Rade Koncar (Serbian Cyrillic: ???? ??????; 6 August/28 October 1911 – 22 May 1942) was a Croatian Serb politician and leader of the Yugoslav Partisans in the Independent State of Croatia and Dalmatia during the early stages of World War II in Yugoslavia.
He became a member of the Communist Party of Yugoslavia (KPJ) in 1934 and was arrested in 1936 when the Belgrade branch of the party was banned by Yugoslav authorities.
After serving one year of hard labour in Sremska Mitrovica prison he was released and elected political secretary of the central committee of the Communist Party of Croatia (KPH) in Zagreb.
In October 1940, he was made a member of the central committee of the KPJ at the Fifth National Conference of the Communist Party of Yugoslavia.
Following the April 1941 Axis occupation of Yugoslavia Koncar took part in the anti-fascist uprising which retook areas from German control in Serbia, and personally led attacks against Axis forces in Independent State of Croatia.

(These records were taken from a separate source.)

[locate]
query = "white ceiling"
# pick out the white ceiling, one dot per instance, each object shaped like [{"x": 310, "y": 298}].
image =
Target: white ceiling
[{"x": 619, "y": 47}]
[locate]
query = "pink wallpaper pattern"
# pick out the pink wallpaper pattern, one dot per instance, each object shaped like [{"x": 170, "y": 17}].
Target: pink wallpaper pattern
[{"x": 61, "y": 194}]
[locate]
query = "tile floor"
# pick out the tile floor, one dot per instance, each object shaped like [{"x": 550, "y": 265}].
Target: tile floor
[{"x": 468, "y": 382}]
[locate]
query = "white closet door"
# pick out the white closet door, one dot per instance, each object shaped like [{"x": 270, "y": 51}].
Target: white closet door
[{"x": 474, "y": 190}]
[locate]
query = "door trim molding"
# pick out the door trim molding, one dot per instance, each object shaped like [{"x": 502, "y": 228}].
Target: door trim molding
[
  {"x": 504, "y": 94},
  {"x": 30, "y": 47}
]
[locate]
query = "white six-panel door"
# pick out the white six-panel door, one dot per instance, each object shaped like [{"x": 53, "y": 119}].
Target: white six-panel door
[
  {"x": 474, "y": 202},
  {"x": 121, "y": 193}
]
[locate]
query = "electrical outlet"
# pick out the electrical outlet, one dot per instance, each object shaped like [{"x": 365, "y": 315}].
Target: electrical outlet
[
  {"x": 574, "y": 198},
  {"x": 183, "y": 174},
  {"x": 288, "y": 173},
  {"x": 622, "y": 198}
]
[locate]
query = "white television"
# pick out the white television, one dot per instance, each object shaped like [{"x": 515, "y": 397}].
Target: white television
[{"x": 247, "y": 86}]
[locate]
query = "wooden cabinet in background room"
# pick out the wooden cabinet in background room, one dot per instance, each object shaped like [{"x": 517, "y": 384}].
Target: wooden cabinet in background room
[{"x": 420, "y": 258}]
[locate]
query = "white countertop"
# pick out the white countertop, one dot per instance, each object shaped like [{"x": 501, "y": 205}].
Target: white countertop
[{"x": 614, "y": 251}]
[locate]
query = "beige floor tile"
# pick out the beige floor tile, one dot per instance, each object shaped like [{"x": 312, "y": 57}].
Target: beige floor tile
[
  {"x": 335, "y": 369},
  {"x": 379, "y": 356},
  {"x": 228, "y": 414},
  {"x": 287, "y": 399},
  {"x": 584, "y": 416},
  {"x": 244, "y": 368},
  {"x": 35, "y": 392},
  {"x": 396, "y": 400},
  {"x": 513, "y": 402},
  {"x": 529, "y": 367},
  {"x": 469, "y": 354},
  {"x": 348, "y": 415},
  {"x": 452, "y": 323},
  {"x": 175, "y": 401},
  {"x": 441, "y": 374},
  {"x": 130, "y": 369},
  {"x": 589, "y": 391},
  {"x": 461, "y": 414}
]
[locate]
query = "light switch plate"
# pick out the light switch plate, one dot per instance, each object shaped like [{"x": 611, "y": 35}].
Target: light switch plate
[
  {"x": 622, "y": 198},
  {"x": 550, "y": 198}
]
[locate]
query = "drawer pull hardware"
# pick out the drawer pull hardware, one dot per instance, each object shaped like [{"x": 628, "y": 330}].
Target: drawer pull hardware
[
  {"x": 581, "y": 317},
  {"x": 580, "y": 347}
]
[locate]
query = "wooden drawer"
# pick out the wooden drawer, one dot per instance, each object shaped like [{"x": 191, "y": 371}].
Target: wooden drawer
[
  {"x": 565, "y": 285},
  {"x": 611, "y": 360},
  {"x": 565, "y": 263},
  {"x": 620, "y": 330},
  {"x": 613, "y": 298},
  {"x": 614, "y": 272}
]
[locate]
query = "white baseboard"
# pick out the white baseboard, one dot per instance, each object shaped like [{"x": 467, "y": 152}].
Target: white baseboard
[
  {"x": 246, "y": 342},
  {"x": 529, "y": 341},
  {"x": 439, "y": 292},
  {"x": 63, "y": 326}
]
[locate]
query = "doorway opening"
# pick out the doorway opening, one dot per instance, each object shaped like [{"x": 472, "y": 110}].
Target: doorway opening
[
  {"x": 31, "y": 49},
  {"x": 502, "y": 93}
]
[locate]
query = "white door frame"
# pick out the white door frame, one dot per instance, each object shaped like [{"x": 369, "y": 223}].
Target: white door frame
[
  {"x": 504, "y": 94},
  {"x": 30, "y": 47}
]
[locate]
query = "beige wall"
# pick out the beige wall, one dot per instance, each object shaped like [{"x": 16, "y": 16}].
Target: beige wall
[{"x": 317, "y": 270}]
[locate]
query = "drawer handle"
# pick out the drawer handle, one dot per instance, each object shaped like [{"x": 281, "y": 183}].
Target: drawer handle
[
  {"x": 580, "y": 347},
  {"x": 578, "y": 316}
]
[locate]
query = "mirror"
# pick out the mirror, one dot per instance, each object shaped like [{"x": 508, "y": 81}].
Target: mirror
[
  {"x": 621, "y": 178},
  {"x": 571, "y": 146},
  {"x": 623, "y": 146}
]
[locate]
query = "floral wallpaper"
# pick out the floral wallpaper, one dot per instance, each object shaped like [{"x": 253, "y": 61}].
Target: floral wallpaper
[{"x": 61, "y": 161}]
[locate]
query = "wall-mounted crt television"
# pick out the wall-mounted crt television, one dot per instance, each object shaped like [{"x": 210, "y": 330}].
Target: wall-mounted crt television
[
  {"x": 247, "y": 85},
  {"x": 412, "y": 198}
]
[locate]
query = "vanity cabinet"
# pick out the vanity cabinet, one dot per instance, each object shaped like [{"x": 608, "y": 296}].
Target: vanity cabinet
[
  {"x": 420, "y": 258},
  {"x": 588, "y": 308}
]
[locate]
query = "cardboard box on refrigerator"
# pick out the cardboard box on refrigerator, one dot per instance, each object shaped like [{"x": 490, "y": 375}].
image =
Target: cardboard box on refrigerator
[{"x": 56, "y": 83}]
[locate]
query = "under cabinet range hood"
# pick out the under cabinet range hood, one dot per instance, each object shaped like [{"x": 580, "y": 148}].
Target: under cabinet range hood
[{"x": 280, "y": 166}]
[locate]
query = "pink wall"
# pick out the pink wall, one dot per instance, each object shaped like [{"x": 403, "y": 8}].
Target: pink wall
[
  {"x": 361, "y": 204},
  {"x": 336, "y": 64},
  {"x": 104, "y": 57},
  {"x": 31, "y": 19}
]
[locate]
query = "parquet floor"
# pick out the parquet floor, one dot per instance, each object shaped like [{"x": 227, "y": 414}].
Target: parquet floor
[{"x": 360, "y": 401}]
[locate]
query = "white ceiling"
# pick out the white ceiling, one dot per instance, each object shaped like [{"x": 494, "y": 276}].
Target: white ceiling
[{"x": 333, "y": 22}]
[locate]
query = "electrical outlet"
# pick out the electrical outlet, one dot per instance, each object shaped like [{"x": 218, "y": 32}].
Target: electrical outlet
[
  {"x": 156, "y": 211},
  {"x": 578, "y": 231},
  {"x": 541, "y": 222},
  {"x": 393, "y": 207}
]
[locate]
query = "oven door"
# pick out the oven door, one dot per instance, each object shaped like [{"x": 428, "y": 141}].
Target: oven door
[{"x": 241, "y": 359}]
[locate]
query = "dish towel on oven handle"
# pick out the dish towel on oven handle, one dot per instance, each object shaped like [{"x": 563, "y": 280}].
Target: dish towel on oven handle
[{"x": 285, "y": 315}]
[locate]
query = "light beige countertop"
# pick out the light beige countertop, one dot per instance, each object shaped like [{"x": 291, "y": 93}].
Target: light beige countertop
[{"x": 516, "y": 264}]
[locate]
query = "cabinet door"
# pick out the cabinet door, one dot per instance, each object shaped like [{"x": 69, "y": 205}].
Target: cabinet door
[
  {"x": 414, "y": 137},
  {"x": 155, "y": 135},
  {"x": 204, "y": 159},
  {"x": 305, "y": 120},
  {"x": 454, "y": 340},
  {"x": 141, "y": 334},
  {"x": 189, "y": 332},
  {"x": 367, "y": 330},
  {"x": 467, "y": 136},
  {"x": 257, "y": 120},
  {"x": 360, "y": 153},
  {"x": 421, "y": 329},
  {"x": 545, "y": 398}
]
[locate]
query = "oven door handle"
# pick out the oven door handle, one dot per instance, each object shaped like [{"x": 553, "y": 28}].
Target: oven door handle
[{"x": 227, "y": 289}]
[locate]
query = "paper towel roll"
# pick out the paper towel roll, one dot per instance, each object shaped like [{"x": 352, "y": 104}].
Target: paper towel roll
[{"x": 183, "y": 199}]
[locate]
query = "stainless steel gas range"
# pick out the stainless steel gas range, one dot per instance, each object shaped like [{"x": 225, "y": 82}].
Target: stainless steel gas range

Having relocated to Governorate of Dalmatia in October 1941, in November 1941 he was ambushed by fascist agents, arrested and beaten.
The Ustaše disclosed his identity to Italian authorities who then put him on trial.
Koncar was sentenced to death and executed alongside twenty-five others on 22 May 1942 in Šibenik.
He was posthumously named the first People's Hero of Yugoslavia and was revered as a war hero.